House Democrats plan to vote on Jan. 18 to disqualify oil and gas companies from receiving a reduced corporate tax rate provided in the 2004 tax bill, "The American Jobs Creation Act."
Repealing the tax break would raise between $5 billion to $6 billion in tax revenue over the next decade, a House Democratic aide said.
And Democrats intend to reduce the geological write-off for large energy companies by extending the write-off period to seven years from five years. This would raise about $1 billion in tax revenues over 10 years.
Felmy argued the various tax incentives now being criticized by Democrats were approved by Congress for a reason: to encourage companies to take the risks necessary to produce domestic energy and build infrastructure.
Companies drilling in the Gulf of Mexico's deep waters, for instance, were allowed to forgo royalty payments because the costs for development in those areas could easily exceed $1 billion before production ever occurred.
"If you take money from the oil industry, you lose the incentives to produce," said Mark Kibbe, API's tax policy analyst.
Kibbe argued elimination of the generous geological expense deduction is "essentially a tax increase on those companies."

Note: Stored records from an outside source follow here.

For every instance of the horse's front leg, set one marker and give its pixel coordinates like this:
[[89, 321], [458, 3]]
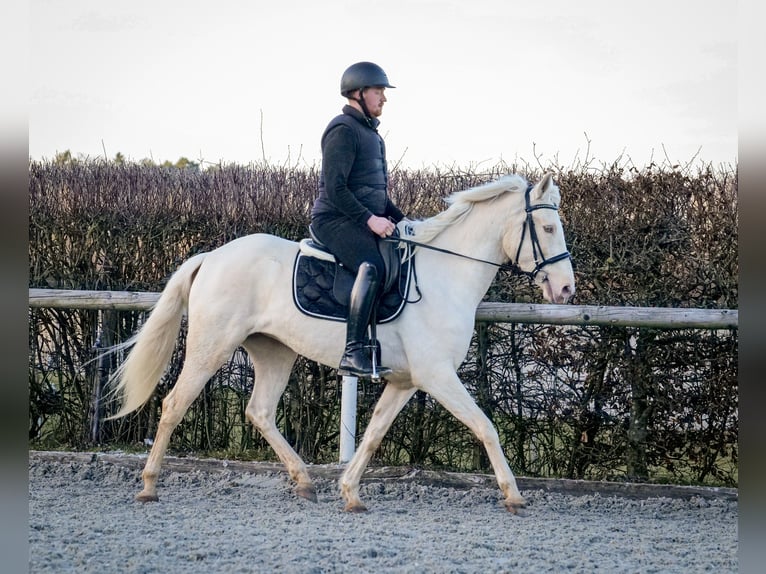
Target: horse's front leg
[[450, 392], [391, 402]]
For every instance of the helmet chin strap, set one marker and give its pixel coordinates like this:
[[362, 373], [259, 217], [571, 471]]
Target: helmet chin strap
[[361, 102]]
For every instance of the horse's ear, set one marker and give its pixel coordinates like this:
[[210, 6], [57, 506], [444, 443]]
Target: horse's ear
[[544, 185]]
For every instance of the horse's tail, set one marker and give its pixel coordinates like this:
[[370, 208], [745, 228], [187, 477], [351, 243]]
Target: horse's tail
[[153, 345]]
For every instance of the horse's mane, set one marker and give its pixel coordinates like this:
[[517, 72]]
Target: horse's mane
[[460, 204]]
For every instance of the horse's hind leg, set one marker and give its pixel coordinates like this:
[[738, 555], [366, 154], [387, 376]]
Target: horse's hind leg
[[390, 403], [272, 363], [200, 364]]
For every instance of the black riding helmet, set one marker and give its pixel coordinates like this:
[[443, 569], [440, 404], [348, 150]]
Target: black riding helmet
[[363, 75]]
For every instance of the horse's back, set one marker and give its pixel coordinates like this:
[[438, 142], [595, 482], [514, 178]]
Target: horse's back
[[243, 263]]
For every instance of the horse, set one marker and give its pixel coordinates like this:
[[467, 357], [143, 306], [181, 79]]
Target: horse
[[239, 294]]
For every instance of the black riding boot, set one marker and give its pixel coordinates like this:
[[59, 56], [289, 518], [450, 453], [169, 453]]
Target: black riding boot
[[357, 358]]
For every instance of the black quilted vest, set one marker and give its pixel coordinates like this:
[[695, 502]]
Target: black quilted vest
[[368, 178]]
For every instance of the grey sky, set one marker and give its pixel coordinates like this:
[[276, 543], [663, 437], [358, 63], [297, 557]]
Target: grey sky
[[476, 81]]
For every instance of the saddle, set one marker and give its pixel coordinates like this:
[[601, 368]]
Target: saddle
[[322, 285]]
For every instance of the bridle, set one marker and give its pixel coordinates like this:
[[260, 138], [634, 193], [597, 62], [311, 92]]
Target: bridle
[[529, 223], [537, 250]]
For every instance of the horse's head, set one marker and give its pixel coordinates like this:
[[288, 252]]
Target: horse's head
[[540, 249]]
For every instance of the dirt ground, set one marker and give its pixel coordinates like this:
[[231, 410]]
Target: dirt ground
[[224, 516]]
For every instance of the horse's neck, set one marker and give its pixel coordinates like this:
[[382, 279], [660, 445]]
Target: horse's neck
[[478, 236]]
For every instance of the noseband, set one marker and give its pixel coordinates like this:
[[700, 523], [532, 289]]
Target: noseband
[[529, 223]]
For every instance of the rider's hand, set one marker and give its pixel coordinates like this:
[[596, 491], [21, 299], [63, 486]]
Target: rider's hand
[[381, 226]]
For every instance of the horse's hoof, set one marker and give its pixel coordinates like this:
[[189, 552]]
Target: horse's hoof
[[147, 497], [306, 491], [357, 508], [516, 508]]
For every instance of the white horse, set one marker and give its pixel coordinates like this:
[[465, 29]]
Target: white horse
[[240, 294]]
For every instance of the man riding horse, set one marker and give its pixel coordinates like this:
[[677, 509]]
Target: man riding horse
[[353, 210]]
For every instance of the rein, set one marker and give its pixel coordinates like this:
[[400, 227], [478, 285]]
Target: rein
[[537, 252]]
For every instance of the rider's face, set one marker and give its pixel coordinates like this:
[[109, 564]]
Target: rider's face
[[374, 98]]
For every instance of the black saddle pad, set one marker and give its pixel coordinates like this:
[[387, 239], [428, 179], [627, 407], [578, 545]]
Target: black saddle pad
[[322, 289]]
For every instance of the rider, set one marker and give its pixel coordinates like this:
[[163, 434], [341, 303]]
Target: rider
[[353, 210]]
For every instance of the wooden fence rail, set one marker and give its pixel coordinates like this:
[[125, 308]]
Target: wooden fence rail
[[488, 312]]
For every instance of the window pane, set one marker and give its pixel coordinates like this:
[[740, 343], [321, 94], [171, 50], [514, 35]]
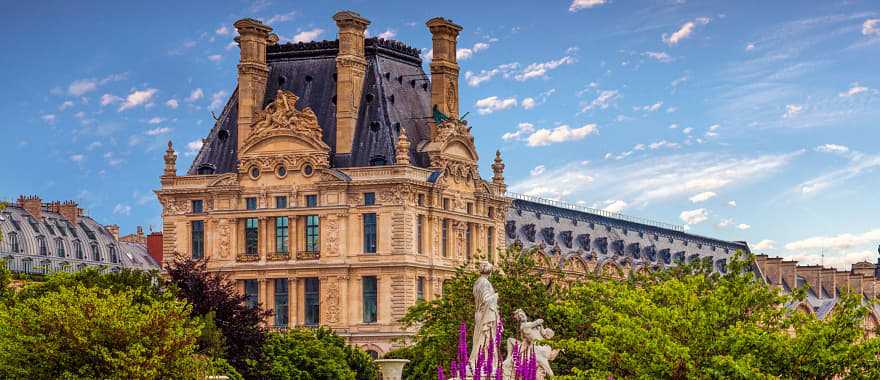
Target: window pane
[[281, 234], [251, 293], [281, 302], [312, 297], [370, 233], [313, 233], [198, 239], [370, 313]]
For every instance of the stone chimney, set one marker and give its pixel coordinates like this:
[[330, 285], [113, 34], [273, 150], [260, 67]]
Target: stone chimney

"The more we take these things away...we're going to rely more and more on imported oil," he said. "They're not going to bankrupt any of the major oil companies, but they will impact where they produce."
A top House Democratic aide said the geological expense change would affect a handful of large oil companies with more than $1 billion in gross receipts or half a million barrels a day of production.
This tax break for geological exploration has been whittled back. In the 2006 tax bill to renew reduced capital gains rates, Congress extended the geological expense write-off period to five years from two years for large oil companies, which raised $189 million in tax revenues over 10 years. A shorter write-off period is more valuable to taxpayers.
The change came after President George W. Bush criticized this geologic tax break as unnecessary last spring.
"Record oil prices and large cash flows also mean that Congress has got to understand that these energy companies don't need unnecessary tax breaks like the write-offs of certain geological and geophysical expenditures, or the use of taxpayers' money to subsidize energy companies' research into deep-water drilling," Bush said in an April 25 speech.
Bush said he wanted Congress to eliminate $2 billion of tax breaks from the federal budget over 10 years. Energy Secretary Samuel Bodman criticized the tax incentives when Congress passed the energy bill in 2005.
However, Felmy and Kibbe argued the oil industry came out as net losers under the Energy Policy Act of 2005's tax provisions. While the industry received $1 billion in geological and geophysical tax incentives and $400 million worth of incentives for refinery investments, the industry also had to pay $2.5 billion into an oil spill fund, they said.
"So we lost money," said Felmy.
Democrats also intend to advance a bill sponsored by Rep. Jim McDermott, D-Wash., to deny oil and gas companies a manufacturing tax break from the 2004 tax bill. In that bill, oil and gas companies qualified for a special reduced corporate tax rate of 33% on "domestic manufacturing" activities.
The broader 2004 bill was designed to resolve a dispute with the World Trade Organization over an export tax subsidy for U.S. manufacturers. Congress repealed the export tax break, known as foreign sales corporations, and replaced it with the reduced tax rate for manufacturers.
A senior House Democratic tax aide said oil and gas companies didn't qualify for the original export tax break but successfully lobbied Republicans to qualify for the new reduced corporate rate.
"Big Oil does not deserve the multi-billion dollar tax subsidy, but Republicans gave it to them, anyway," McDermott said in a statement last year. Sen. John Kerry, D-Mass., sponsored a similar bill in the Senate.